I heard once from Belthasar that the loss of air is similar in feel to drowning. Both are slow, and deliver no ending peace. All he said that afternoon flashed through my head. He's got a family, people that matter to him. He's an actual person. He had a life he could have salvaged. He had oppurtunities.

I, Marcella Zane, stripped him of that chance.

I felt a migraine as it grew in temples. My mind couldn't stand the torment. It was all too hard to process. My mind was screaming in agony from the pain that lay within it, though my soul told me to bury the mental knife farther into the wound within my spirit.

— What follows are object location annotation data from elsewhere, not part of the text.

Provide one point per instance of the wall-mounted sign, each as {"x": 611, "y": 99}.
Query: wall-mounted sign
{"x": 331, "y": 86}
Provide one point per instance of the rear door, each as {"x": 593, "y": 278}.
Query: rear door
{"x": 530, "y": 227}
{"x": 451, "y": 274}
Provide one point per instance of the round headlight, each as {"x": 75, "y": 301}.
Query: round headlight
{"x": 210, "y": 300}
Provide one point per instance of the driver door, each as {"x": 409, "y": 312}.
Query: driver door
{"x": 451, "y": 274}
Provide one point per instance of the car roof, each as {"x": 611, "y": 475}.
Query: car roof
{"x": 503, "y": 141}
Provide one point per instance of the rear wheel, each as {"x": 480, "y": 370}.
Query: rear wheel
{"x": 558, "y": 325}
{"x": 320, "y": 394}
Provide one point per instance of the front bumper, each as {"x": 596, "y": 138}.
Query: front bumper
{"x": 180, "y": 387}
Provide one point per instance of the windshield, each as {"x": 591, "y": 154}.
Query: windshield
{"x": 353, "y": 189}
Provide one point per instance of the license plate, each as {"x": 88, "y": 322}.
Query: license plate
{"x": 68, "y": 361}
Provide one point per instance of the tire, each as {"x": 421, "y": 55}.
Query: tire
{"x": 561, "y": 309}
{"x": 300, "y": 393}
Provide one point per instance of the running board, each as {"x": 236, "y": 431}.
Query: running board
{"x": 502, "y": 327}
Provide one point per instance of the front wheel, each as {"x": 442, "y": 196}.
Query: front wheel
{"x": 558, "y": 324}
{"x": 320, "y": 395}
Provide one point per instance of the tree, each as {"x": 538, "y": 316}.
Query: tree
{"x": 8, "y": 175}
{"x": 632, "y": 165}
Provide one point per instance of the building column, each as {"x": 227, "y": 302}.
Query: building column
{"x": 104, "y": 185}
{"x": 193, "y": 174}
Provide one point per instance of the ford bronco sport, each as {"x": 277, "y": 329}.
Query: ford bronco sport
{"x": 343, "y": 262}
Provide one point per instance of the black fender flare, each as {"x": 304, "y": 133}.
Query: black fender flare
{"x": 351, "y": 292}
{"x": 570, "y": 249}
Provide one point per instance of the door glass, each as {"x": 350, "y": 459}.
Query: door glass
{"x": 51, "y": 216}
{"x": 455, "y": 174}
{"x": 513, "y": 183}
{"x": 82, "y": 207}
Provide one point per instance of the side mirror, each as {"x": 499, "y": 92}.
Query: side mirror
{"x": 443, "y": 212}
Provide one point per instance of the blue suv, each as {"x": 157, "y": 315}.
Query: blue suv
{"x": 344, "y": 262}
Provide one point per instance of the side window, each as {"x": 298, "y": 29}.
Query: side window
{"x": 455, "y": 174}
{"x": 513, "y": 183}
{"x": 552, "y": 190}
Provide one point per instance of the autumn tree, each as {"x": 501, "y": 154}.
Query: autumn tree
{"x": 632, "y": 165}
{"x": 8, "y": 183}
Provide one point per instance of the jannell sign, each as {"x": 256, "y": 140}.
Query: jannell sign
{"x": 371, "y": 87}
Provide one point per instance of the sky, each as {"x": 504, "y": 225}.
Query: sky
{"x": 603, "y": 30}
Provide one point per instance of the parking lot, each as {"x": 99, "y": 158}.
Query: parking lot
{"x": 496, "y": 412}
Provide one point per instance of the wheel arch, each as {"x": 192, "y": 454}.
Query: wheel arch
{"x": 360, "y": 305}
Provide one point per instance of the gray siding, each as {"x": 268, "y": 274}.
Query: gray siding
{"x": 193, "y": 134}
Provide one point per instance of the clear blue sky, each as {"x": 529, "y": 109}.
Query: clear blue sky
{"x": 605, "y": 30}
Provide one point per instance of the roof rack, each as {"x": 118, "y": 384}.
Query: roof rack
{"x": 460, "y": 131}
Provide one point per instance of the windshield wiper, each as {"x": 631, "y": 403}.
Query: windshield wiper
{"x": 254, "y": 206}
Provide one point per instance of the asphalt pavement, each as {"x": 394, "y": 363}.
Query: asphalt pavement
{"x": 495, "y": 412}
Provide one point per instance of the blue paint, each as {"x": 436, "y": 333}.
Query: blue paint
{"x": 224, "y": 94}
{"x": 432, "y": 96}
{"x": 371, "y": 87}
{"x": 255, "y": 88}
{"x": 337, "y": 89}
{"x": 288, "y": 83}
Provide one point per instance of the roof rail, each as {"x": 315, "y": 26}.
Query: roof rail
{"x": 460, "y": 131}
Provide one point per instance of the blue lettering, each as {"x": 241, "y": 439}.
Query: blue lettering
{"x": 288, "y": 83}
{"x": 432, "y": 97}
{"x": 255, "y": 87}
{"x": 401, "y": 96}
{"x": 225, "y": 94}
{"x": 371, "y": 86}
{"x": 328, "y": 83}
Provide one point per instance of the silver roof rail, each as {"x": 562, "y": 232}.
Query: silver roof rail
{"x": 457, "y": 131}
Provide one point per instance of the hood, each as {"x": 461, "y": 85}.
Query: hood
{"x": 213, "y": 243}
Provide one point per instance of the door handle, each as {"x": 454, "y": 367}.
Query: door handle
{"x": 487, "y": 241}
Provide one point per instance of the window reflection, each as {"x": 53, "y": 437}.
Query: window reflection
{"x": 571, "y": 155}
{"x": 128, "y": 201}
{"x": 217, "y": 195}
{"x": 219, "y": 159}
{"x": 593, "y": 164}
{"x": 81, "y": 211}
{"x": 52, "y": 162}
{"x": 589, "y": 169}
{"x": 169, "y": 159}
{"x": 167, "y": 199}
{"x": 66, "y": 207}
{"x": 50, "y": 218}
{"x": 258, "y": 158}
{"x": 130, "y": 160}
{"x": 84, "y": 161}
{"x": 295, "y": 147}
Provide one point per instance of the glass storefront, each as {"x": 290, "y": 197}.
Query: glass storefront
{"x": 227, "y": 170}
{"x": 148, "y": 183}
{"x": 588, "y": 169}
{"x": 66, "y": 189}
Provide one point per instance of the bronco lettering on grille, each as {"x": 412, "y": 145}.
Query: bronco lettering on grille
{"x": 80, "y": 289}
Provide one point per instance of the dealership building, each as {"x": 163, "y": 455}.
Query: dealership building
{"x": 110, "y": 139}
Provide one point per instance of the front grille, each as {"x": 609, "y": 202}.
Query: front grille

He was dead. His eyes rolled back in his head no longer exposing the cornea. I lowered his eyelids. I closed my eyes and shook my head. I leaned over his corpse and picked up my sword. I inspected the blood that ran off the blade, and placed it back into my scabbard. As the droplets of blood fell through the grated catwalk, I stepped over Trip's body to Karsh. Each drop echoed quietly as it hit the cement floor below.

I nearly screamed at the memory. I had never felt such unbearable pain surging through me. It felt like I was hit with several fire pillars inside and out. My eyes and mouth were dry. I shook uncontrolably in my bed and somehow fell asleep.

This pain that ached me so was not just brought on by my guilt and mental anguish; I was suffering from severe dehydration.